Informatica Cloud also provides a SaaS platform to support the Cloud Intermediary pattern. It uses the following characteristics:
- Informatica Cloud Services metadata repository is hosted and managed by Informatica in a designated third-party, secure data center that is independently audited to be SAS-70 Type II compliant.
- Data is not stored on Informatica’s or its data center’s servers
- Data does not leave your system or cross your firewall until your users order it to move bi-directionally between approved SaaS providers
- The following diagram courtesy of the Vendor provides the view of how Informatica achieves the Cloud Intermediary Pattern
- In fact this is quite a robust solution with integration between several popular applications like SAP, Oracle eBusiness Suite, Microsoft Dynamics, SalesForce and others.
- Refer the vendor documentation, http://www.informaticacloud.com/products/architecture-and-security.html for further information.

Cloud MPP (Massively Parallel Processing) Pattern
One of the highest rated benefits of Cloud is its ability to bring high performance computing to any consumer without the need for them to buy a super computer or Cray or some such high-cost machines. In that context this pattern enables the enterprises to use the cloud as a temporary store to crunch massive amounts of data and arrive at the results and delete the source and intermediary files and utilize the results of the analytics for further purposes.
Apache Hadoop is a scalable, fault-tolerant system for data storage and processing. Hadoop is economical and reliable, which makes it perfect to run data-intensive applications on commodity hardware.
Hadoop has many use cases that are suited for large enterprises to process their petabytes of data and derive meaningful information out of them. Some of the areas like fraud detection and security analysis, ad targeting, analysis forecasting are popular use cases of Hadoop.
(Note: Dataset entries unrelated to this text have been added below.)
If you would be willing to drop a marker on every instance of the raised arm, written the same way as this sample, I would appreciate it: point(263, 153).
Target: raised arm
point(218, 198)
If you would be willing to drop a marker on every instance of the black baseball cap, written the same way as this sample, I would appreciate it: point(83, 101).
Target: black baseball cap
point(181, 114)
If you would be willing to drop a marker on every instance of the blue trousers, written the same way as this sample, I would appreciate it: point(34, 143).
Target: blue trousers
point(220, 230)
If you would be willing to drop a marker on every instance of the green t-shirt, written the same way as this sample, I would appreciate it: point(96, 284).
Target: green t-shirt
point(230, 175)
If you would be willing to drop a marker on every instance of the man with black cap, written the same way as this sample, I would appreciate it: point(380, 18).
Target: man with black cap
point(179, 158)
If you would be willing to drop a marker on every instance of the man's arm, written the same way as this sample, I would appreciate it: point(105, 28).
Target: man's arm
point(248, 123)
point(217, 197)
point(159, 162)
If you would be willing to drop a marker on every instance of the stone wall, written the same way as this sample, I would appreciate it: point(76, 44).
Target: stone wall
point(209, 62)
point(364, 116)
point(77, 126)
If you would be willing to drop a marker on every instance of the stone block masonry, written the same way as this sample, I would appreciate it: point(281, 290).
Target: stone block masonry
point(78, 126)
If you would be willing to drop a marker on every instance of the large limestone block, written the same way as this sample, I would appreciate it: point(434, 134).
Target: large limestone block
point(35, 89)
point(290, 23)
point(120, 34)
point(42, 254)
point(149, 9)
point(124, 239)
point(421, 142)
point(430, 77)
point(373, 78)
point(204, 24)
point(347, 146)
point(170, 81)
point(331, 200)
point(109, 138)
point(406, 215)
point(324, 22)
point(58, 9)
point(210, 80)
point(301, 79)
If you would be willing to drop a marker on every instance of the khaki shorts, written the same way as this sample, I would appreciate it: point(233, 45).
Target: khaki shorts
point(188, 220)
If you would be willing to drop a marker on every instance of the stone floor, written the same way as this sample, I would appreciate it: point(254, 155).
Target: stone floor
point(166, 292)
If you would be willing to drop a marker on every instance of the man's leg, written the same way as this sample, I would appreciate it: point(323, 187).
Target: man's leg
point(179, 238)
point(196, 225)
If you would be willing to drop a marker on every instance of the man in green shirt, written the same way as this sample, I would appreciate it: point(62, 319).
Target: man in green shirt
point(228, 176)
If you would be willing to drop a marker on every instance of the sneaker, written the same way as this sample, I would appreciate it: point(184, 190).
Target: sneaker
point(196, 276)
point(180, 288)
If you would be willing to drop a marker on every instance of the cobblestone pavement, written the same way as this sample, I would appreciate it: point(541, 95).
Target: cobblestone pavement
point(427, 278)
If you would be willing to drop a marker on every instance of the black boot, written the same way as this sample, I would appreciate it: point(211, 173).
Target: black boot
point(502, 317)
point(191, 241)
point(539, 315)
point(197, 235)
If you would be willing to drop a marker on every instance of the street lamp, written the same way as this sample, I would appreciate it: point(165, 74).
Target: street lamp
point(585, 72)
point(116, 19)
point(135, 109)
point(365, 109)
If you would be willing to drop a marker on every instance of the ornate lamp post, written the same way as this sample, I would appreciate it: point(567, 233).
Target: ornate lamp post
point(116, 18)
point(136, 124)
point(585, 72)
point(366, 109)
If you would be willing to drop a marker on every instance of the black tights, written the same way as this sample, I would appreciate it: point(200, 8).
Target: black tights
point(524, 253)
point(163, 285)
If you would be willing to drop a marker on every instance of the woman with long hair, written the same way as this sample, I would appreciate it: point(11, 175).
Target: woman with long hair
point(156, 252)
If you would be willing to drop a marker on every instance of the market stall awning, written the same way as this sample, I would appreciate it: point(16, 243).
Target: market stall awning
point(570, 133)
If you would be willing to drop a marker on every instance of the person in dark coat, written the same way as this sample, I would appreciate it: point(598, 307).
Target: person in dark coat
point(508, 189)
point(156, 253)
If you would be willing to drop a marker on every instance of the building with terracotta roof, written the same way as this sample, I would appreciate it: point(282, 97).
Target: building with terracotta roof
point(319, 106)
With Cloudera Enterprise, you can leverage your existing team’s experience and Cloudera’s expertise to operationalize your Hadoop system with ease. Cloudera Enterprise is a subscription service, comprised of Cloudera Support and a portfolio of software.
Cloud Replication Pattern
This is a variant where the enterprise databases can be replicated in near real time to cloud and the data can still be owned by the enterprise servers, but cloud will have a back-up copy that can be consumed by cloud applications.
Microsoft SQL Azure Data Sync Community Technology Preview (CTP) is a cloud-based data synchronization service. It provides unidirectional and bidirectional data sync, allowing data to be easily shared between SQL Azure and on-premises SQL Server databases as well as between multiple SQL Azure databases within the same or different data centers. It enables multiple synchronization scenarios spanning both cloud and on-premises databases. Now it is easy to enable one-way as well as bi-directional data movement across SQL Azure and on-premises SQL Server databases.
Informatica Cloud Data Loader Service, performs a similar option to load an on-premise database to a cloud database.
Summary
As mentioned in the beginning of the article, cloud storage and proximity and the location of the data center continues to be a major concern for enterprises. However, almost all the cloud providers are addressing this concern with more and more security compliance in their offering.
However, the above mentioned options can be considered by enterprises as alternatives for not fully relying on cloud-based storage and continue to host the data on the data centers, and utilize the power of cloud for processing the data rather than storing the data.